8 thoughts on “The Marcy case III”

  1. So, want to place a bet on how long it will take another university to snap him up? Other famous scientists with big grants who have disgraced themselves ethically have tended to have brief periods of unemployment.

  2. Instead, one after another of his friends and colleagues decided that it was more important to avoid an awkward moment than to (i) try to save their friend from a suicidal path (ii) protect their young colleagues.

    The priorities right here are the problem. Protecting the vulnerable should come first.

    1. Of course, this kind of thing doesn't happen in a vacuum. Whoever first (and second, and third) had that talk with him would likely have considered themselves at risk for retaliation. So you need to change the atmosphere pervasively. The department chair's initial reaction doesn't bode well.

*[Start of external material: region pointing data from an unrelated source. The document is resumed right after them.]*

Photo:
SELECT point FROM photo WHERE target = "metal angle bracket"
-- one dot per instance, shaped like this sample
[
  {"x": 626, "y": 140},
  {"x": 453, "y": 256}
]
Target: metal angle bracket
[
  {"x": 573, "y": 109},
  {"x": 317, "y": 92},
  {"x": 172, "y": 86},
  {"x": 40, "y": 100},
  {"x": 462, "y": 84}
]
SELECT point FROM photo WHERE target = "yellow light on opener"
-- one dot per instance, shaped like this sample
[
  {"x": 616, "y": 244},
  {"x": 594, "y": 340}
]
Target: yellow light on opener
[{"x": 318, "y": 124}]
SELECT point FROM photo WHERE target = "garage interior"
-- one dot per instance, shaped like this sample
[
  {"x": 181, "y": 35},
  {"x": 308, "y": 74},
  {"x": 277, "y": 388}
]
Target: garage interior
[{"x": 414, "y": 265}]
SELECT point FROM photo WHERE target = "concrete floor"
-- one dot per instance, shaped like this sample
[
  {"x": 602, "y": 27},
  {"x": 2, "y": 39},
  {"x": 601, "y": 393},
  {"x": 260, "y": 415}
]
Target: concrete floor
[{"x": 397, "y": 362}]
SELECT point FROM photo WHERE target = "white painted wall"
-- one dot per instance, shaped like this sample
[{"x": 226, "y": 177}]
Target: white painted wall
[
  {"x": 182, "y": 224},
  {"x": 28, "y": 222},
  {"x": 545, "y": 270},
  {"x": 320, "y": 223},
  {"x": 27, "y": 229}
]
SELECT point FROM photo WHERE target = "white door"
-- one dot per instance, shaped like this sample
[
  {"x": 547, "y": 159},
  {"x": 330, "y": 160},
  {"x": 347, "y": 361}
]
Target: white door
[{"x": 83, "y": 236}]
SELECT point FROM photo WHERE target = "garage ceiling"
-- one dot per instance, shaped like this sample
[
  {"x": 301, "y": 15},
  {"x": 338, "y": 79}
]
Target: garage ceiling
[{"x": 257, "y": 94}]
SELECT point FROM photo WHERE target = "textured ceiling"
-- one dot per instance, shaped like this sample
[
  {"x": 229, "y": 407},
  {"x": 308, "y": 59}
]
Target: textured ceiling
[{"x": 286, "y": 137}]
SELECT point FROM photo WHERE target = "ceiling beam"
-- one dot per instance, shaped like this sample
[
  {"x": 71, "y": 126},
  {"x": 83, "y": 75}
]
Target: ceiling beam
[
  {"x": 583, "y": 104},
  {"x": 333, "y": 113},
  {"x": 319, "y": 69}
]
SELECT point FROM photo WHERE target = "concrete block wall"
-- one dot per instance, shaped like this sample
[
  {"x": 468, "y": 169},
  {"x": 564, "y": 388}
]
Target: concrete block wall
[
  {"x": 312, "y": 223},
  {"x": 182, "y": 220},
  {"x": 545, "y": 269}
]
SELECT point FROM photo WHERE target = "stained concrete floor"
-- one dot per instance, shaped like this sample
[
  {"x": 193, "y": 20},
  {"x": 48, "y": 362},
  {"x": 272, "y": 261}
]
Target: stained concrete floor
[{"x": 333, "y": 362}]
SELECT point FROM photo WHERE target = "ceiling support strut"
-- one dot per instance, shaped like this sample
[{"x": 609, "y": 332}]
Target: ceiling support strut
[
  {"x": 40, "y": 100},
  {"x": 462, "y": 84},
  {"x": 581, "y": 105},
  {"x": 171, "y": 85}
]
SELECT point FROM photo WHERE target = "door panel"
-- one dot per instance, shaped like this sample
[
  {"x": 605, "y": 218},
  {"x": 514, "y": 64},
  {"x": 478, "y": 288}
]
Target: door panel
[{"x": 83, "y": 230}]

      1. Seconding this. The people who took the lead would be taking a huge risk, especially since that guy was hard to remove. The odds of him being around for retaliation were high, and it's clear that he had no ethics to restrain him.

        The leadership of the university could have done something, with impunity, but chose not to.

  3. "Other famous scientists with big grants who have disgraced themselves ethically have tended to have brief periods of unemployment."
    Names? I've been "in" science as a worker/student/postdoc/faculty member for nearly the entire duration of Title IX, and while creepers still exist, Marcy was so far over the line I think he is radioactive and will remain so for a very long time. Possibly forever.

    1. This was the first time I saw it, 30 years ago when I was at a research assistant at Michigan State University and this scandal broke. Note too this was not “just” groping, but having sex with young psychiatric patients. A *woman* faculty member on the committee that actively recruited him said she had full knowledge of his past, but was sure it was just a one-time slip up, and he was after all very famous and would help our reputation.

      I could name many others, but I won’t.

      1. Keith, I see something quite remarkable in the newspaper story you linked.

        While his associates and peers were willing to overlook his little foibles, those desk-driving bureaucrats were the ones who took action. And serious actions it was, too.

        And I say "Hooray for the bureaucracy."

        1. It's a long story, and their were certainly times his peers were complicit though others when they weren't. I think the true heroines were the patients who complained.